While the national media has focused on Iora Health's business model, processes, and technology platform as the keys to this primary care provider's success, Co-founder & CEO Rushika Fernandopulle points to something different: workplace culture. He explains here, and in his remarks at the 2015 Oliver Wyman Health Innovation Summit, the importance of an environment centered around creating engagement in teams:
Virtually all the efforts to fix US healthcare focus on one or more parts of what was eloquently described by Don Berwick as the “Triple Aim” - improving patient experience, clinical outcomes, and/or affordability of care. While these are all certainly worthy goals, they miss a critical aspect which high-performing organizations in other industries have figured out a long time ago - improving the experience of employees. Too many of the attempts to improve patient experience or outcomes in healthcare involve simply adding more on the already full plates of the workforce, and make their lives actually worse, not better. This is not just ineffective (it is unlikely that unhappy teams will create happy experiences for their customers), but it is also unsustainable.
I am co-founder and CEO of Iora Health, a new national primary care group that is building a radically new model of care delivery from the ground up. Our mission is to restore humanity to healthcare by rebuilding the system not on transactions, but on relationships. We work with progressive payers including employers, union trusts, and health plans to build new primary care practices for their members, and have shown dramatically improved patient satisfaction (sustained Net Promoter Scores of 85%+) and clinical outcomes, at a much lower total cost of care. While lots of articles written about us, for instance in the The New York Times and Inc. Magazine, focus on our different business model, processes, and technology platform, I think the key to our success has been very the different culture we have built, centered around creating engagement in our teams.
Like all the best service organizations in other industries like Southwest Airlines, Zappos, Disney, and the Ritz Carlton, we start by building great teams and making sure we create an environment that allows them to be engaged and fulfilled. Only then can they deliver world-class service and care delivery that will lead to healthier, happier patients. While we have the luxury of starting over to build such a culture, there are some principles that are applicable to existing healthcare organizations as well:
- The goal needs to be not just employee satisfaction, but true engagement. If you set the bar low, you may feel better about hitting it, but it is unlikely to translate into success. Employees are satisfied by very basic things like better work conditions, small perks, etc. but they are truly engaged when they feel like they can make a difference, that they are respected by colleagues regardless of role, and when they are empowered to serve others and to make decisions that make the system work better for them and everyone else.

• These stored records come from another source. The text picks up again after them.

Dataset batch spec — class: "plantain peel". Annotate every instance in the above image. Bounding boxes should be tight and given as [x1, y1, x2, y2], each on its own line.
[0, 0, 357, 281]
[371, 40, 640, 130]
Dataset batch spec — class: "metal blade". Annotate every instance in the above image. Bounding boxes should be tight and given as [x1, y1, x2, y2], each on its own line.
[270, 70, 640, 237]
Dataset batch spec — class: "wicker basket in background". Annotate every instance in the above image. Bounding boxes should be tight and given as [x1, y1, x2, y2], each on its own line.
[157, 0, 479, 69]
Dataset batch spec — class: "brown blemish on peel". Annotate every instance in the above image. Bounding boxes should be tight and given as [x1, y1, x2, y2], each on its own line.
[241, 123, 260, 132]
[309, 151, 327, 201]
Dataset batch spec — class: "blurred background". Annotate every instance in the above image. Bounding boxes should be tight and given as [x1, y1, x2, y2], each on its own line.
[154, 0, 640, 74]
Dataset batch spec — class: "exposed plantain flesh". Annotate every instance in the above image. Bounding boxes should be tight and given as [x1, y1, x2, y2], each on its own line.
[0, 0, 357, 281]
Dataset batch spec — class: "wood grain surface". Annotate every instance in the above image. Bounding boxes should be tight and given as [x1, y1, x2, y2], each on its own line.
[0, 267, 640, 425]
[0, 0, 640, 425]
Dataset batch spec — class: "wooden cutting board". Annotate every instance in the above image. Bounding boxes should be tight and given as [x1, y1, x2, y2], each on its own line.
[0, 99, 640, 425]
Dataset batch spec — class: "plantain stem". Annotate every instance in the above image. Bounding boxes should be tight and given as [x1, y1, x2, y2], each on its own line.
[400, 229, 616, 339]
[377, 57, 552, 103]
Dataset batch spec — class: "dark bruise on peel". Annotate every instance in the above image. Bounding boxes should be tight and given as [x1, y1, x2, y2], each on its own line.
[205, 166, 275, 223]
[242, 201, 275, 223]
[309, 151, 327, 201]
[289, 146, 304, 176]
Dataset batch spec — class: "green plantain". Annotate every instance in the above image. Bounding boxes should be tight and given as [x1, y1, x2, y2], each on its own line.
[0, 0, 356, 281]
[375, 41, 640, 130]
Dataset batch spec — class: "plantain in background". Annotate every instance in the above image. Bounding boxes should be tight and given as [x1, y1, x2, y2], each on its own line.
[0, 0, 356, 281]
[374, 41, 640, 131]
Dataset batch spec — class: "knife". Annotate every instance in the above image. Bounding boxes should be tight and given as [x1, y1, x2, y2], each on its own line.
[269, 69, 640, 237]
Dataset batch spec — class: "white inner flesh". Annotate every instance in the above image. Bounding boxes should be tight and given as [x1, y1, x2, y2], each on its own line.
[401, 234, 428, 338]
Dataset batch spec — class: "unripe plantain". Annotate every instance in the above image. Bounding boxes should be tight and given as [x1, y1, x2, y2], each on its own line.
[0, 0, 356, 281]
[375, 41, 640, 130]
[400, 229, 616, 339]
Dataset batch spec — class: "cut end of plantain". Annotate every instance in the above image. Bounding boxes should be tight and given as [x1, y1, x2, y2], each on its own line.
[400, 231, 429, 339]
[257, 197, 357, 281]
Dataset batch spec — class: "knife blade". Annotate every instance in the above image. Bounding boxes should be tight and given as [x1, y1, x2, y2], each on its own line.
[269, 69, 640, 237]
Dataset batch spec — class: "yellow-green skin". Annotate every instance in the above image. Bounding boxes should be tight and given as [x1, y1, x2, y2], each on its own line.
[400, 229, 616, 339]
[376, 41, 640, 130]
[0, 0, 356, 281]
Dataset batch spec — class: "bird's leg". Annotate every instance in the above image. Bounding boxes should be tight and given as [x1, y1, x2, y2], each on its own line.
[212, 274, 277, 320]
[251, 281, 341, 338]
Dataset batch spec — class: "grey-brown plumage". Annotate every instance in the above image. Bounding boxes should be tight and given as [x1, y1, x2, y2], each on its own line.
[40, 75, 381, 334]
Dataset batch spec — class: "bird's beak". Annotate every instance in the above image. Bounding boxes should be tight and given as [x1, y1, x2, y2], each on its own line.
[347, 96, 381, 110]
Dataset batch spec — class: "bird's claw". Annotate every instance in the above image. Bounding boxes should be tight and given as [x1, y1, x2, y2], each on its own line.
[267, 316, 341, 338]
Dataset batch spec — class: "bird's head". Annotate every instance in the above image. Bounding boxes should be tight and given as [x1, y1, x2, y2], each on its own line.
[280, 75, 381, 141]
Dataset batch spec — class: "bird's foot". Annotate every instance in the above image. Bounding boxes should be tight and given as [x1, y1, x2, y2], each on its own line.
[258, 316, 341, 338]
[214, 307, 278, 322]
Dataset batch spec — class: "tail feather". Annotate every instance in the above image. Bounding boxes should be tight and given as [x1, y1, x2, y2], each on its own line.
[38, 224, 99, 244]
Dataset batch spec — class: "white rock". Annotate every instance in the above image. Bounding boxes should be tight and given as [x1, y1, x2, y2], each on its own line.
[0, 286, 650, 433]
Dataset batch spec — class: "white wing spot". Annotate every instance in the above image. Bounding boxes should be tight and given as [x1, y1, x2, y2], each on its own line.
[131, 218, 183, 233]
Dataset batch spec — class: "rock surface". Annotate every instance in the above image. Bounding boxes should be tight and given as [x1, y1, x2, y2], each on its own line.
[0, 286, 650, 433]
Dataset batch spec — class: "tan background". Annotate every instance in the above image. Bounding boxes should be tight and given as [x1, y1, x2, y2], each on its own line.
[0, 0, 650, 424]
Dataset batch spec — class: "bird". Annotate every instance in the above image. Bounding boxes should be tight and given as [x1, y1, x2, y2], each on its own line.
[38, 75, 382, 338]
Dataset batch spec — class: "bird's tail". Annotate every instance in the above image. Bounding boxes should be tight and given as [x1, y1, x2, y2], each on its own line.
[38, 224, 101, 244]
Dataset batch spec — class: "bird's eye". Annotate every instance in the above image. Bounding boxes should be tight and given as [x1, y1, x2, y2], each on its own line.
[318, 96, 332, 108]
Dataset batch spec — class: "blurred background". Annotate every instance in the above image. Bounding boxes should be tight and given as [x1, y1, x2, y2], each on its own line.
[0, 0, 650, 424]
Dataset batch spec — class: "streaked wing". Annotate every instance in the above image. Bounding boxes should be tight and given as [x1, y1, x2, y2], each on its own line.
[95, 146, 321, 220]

- Employee engagement needs to be a priority for the organization, and this needs to come from the top, but also be reflected at every level. At Iora this isn’t an adjunct to what we do, it is core. We look for leaders who demonstrate humility and elevate others. We tell stories that emphasize our core values and especially focus on the small things that team members do for our patients or for one another that demonstrate our ethic of service. We invest heavily in developing excellent managers because we know this is one of the greatest predictors of whether employees are engaged and fulfilled in their work.
- It is hard to build a great employee centric culture with the wrong people aboard. This means having the discipline and guts to hire the right people (and fire the wrong ones). Healthcare organizations typically focus too much on technical competence and too little on culture. While the former is certainly important, it rarely -- if ever -- should trump the latter.
- One of the keys we have found is to focus on building a culture of trust, not rules. Too many healthcare organizations do not fundamentally trust their employees, so give them strict rules and little latitude for discretions. Southwest by contrast allows their employees to be creative to meet customer needs, even if it means breaking a rule or guideline.
- Like other aspects of the business, employee happiness needs to be measured in order to be managed. We use a survey suggested by our friends at Zappos (founder Tony Hsieh is an investor), but the exact form is less important than actually tracking this and focusing on how to improve it. Over the last three years we’ve learned a lot from our team members’ feedback and have made significant investments in manager development as well as more frequent performance feedback and clarifying what’s expected of each member of our team.
There has been some movement towards all this in healthcare, and increasingly experts in the industry have moved from talking about the “Triple Aim” to the “Quadruple aim”, adding joy in practice to the usual goals. These almost always however focus on physician happiness, which while important, is only a small part of the picture. At Iora, only about 10% of our employees are physicians, and these are rarely the person our customers (patients) interact with first. We believe in investing in the engagement of 100% of our employees in order to ensure an organization where everyone is valued and everyone is empowered to provide great care and service to patients.
If we want to truly and sustainably improve healthcare, we need to emulate the best companies in other industries like Southwest and Zappos and create strong employee centric cultures in our delivery organizations.